A Case for Manners

The news that a major medical school had received a $42 million grant to teach its students bedside manners left me wanting to laugh and cry.

The laugh part is its apparent absurdity. Wouldn't it have already been covered in medical training? Wouldn't it be like teaching electrical circuitry to electricians already installing wires?

We're aware, of course, that relationships in general have increasingly become reduced to impersonal and practical exchanges. When you actually get a human being on the other end, that is.

Doctors follow this trend, even lead it to an extent. Recently I took an old man to the emergency room. The place was empty. Two hours later a resident strolled in, glanced at the chart, asked the patient why he hadn't come in earlier, ordered some tests and walked out.

He's just one physician and doesn't represent the whole lot, but most of us know the routine. Few words; the testing does the talking. So there are hints everywhere that medical students need some human conditioning.

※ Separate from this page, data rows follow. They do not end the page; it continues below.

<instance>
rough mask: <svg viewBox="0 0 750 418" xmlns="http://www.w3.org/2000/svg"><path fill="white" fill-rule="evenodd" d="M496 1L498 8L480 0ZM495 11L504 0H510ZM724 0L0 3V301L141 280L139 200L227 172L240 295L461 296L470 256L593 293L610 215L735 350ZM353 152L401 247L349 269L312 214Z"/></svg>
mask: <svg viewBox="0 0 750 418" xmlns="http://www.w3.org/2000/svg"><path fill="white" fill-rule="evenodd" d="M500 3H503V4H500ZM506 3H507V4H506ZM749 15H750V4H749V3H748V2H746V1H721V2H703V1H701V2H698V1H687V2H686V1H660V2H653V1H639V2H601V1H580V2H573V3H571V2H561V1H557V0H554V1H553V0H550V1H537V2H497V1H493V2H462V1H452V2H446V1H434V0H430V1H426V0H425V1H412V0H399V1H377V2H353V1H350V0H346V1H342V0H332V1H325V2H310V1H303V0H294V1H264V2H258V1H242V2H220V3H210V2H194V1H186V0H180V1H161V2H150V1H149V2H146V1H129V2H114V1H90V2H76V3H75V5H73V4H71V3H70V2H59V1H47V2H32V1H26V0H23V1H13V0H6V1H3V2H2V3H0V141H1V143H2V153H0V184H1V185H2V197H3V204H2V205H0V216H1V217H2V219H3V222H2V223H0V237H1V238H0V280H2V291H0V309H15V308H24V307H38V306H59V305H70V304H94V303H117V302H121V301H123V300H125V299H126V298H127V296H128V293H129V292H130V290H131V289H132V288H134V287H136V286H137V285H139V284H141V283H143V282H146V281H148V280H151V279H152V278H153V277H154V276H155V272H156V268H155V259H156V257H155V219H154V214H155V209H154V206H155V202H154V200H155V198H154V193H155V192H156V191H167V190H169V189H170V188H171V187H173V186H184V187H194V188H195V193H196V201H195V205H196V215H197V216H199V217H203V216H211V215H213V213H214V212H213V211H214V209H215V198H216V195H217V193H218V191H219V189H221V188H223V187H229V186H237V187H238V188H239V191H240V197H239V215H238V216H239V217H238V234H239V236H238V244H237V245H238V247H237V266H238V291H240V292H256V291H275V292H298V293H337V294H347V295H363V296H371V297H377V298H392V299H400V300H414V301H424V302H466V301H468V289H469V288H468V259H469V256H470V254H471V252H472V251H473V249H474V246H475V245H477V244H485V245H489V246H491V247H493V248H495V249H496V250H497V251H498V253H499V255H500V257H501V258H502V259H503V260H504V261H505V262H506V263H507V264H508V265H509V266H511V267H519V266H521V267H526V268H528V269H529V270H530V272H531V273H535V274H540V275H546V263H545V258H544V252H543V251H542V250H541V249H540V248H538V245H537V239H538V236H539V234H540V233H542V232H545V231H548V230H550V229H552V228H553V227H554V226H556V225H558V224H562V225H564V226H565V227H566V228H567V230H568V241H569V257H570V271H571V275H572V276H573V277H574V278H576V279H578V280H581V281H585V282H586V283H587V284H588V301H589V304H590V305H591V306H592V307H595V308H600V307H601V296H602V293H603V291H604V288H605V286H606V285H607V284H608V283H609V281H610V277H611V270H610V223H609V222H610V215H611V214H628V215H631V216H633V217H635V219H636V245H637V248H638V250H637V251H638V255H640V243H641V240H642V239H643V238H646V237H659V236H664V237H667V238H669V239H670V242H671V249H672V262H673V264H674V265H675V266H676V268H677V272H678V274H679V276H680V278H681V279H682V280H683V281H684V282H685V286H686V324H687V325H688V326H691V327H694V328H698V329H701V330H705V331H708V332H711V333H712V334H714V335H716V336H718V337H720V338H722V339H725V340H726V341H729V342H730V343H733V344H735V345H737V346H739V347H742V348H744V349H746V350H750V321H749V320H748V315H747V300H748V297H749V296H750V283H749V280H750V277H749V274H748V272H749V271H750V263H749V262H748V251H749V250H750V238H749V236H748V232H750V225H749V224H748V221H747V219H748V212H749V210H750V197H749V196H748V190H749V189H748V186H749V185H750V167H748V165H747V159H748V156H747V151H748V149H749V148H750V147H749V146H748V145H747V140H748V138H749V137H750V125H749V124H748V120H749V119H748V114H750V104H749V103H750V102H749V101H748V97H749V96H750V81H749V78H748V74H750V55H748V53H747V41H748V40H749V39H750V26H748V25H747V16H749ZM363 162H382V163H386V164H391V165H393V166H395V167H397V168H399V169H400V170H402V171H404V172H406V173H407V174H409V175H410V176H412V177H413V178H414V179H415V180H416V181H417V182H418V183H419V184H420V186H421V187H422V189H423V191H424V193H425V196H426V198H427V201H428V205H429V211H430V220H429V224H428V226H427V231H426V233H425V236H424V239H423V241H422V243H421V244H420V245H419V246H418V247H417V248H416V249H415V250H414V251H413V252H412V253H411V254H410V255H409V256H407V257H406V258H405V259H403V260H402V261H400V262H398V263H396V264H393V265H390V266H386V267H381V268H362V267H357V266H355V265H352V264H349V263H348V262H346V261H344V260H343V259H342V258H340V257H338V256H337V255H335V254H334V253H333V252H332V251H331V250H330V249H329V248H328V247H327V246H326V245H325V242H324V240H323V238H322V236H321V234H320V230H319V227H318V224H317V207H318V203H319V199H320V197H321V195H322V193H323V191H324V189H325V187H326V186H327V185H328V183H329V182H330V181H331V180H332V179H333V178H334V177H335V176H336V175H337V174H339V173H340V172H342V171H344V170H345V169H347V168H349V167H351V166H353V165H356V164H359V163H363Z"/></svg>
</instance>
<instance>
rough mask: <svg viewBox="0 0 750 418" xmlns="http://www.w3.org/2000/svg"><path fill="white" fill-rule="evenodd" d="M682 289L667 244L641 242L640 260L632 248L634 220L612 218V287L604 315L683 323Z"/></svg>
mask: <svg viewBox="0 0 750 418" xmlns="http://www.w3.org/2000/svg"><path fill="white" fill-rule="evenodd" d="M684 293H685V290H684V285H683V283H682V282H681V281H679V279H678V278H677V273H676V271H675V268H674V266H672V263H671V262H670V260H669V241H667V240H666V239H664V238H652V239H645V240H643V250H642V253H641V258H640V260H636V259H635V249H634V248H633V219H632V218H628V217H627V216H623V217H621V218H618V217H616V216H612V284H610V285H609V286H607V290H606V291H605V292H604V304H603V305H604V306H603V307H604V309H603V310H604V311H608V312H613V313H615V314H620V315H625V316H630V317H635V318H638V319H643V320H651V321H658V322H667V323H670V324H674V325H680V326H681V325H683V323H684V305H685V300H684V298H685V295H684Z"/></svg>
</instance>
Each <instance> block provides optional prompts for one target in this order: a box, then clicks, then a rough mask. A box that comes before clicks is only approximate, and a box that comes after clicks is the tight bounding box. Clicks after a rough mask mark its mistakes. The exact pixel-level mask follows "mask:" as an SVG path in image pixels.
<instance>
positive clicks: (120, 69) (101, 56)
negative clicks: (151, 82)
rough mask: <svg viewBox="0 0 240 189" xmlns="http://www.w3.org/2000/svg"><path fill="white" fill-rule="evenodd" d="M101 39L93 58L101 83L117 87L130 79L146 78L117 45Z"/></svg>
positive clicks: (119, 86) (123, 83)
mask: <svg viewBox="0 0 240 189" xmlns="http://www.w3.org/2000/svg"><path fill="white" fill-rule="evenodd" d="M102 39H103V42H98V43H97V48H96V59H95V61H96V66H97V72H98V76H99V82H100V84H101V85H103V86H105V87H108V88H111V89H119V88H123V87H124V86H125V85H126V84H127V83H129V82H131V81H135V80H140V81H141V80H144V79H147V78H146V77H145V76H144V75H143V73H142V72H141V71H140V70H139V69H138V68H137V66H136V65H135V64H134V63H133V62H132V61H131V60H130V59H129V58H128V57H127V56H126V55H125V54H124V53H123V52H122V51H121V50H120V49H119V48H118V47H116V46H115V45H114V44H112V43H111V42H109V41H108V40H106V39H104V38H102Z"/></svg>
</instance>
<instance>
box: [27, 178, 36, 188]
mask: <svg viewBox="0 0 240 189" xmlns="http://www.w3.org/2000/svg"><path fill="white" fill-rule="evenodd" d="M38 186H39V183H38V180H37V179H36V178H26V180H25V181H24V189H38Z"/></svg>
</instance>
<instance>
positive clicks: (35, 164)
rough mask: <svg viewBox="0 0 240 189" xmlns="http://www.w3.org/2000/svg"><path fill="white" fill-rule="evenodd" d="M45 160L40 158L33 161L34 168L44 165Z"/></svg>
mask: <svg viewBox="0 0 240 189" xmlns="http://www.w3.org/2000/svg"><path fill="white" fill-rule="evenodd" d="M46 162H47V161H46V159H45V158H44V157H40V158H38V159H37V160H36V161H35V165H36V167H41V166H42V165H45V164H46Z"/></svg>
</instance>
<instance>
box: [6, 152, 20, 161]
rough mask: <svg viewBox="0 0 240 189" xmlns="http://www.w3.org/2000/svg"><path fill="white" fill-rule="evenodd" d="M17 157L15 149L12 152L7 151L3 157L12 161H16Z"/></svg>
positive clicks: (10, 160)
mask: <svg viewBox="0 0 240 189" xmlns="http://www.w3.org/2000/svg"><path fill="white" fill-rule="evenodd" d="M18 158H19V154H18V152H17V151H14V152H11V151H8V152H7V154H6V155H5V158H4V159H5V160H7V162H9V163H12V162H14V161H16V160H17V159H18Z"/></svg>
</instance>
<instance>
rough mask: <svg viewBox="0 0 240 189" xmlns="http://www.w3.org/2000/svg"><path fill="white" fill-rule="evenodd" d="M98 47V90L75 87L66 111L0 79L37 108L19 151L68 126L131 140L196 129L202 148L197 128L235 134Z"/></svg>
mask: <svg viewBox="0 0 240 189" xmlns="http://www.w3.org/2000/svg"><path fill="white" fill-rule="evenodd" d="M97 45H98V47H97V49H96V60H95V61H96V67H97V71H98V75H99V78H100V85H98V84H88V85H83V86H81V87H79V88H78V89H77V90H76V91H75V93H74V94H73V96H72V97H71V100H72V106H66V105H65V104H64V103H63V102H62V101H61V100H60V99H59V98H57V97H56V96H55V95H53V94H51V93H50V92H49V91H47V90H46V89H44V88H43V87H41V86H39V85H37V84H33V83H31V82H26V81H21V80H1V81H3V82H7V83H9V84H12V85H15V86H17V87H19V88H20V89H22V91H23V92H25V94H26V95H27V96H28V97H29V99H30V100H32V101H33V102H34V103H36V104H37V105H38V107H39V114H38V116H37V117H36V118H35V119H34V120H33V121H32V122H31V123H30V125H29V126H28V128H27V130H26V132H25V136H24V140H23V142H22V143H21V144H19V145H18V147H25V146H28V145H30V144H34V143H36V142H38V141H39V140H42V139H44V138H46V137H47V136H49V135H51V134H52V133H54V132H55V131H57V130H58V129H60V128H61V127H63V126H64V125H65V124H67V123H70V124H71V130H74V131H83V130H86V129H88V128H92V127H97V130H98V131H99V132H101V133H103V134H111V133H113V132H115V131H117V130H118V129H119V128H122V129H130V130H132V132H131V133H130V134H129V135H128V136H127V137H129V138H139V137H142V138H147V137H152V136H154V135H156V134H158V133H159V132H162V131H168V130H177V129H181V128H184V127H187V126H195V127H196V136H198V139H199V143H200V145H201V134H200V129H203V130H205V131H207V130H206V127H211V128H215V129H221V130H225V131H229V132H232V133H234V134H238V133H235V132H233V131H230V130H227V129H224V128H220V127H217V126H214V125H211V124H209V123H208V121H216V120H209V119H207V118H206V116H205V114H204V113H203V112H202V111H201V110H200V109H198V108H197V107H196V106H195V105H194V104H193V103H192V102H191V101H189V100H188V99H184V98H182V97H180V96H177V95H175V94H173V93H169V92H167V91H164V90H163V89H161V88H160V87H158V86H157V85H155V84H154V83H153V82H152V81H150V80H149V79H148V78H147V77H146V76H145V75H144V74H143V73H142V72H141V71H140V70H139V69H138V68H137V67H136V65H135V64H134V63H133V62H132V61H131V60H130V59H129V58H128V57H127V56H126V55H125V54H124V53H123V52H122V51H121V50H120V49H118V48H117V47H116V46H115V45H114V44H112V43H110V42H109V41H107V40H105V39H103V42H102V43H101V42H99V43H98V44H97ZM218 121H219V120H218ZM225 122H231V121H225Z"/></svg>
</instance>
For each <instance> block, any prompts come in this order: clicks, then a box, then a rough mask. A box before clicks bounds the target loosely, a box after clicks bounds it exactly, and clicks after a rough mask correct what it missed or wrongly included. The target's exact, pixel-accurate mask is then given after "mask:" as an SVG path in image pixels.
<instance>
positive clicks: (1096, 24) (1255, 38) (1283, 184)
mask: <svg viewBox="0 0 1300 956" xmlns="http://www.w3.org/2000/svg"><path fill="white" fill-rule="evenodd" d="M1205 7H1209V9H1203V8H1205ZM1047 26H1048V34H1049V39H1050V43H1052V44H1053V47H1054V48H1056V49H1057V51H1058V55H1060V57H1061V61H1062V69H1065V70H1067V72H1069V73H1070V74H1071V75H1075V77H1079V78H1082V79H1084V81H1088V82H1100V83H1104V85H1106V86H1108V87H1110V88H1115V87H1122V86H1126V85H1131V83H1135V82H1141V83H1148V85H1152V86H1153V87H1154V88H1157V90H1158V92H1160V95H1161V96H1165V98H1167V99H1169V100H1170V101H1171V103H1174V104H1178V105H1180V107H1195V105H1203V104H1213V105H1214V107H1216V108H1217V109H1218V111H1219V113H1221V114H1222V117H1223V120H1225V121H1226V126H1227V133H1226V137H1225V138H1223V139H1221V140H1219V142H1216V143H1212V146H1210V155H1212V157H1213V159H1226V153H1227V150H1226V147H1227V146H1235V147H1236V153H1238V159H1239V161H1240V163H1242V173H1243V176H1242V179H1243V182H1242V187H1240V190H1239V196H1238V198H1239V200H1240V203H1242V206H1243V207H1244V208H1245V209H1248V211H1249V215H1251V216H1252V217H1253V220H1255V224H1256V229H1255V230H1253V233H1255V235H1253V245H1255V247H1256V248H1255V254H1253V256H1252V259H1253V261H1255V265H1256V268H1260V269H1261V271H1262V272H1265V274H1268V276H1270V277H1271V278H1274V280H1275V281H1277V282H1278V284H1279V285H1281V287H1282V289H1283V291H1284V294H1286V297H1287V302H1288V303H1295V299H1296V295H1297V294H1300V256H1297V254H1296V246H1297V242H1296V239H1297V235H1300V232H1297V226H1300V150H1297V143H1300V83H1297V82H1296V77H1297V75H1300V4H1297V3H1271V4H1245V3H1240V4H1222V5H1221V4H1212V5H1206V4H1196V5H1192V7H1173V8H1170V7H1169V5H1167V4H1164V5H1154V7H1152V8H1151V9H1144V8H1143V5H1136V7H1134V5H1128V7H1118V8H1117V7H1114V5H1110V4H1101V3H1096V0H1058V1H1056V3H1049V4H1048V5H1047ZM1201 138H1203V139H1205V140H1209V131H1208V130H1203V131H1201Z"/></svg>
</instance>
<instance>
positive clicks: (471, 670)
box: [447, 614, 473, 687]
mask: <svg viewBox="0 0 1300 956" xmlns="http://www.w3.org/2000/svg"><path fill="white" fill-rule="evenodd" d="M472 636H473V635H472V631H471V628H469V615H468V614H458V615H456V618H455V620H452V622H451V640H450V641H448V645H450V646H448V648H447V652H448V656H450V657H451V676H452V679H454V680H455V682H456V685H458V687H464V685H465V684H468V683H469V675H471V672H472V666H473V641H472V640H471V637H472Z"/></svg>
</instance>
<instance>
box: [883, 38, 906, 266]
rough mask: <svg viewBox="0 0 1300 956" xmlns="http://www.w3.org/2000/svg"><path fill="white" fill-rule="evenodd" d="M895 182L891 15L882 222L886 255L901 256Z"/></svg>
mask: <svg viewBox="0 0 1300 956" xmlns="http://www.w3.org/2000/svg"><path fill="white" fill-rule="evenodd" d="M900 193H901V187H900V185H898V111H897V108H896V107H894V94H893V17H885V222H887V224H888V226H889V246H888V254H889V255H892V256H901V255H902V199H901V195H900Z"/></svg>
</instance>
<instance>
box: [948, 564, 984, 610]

But there are many reasons to doubt that this University of Chicago initiative can provide much of a remedy. Studies show that most would-be doctors are selected on the basis of their quantitative skills. They're good with numbers, scientific reasoning and objective problem solving. They aren't for the most part "people persons."

They must not be blamed for being what they are. It is the job of medical schools to adapt admissions standards to admit more caring, compassionate candidates. Nothing wrong with left-hemisphere people in medicine. We just need more of the others.

Given the dominance of the empirical type of student, is it fair to expect that the new Institute in Chicago can do more than rehearse them in the forms of bedside ethics without evoking genuine empathy and emotional connection? Can they be applauded for at least being taught to go through the motions that don't come naturally? Most are well-intentioned, I assume, but they are in a sense fish out of water through no fault of their own.

The crying side is that the doctor-patient experience has become as objective and empty as it so often is. The Bucksbaums of Chicago, who donated the money, said they were motivated by their own neglect by medical personnel. And they have loads of money. The poorer one is, chances are the worse it gets.

Mounting evidence shows how greatly healing and reduction of suffering owes to the doctor-patient relationship. For many of us who consider ourselves religious, that shouldn't be news but often turns out to be.

The Christian exemplar, of course, is the Great Physician who kept pointing out the huge role of spiritual and emotional factors in sickness. To one man begging for relief, his response was "your sins are forgiven."

The Chicago grant is also a reminder that Christian relationships are prey to the same impatience, quick-fix, multi-tasking ruin that others face in other settings. How much do seminarians, to say nothing of regular church goers, become attuned to the sacred dimensions of ordinary conversation or in responding to problems and crises of friends? Perhaps that is going well and we don't need the equivalent of a tens of millions of dollars experiment to re-emphasize. Perhaps cultural distractions, glib, unhearing advice and growing rudeness don't affect Christians much. Just wondering.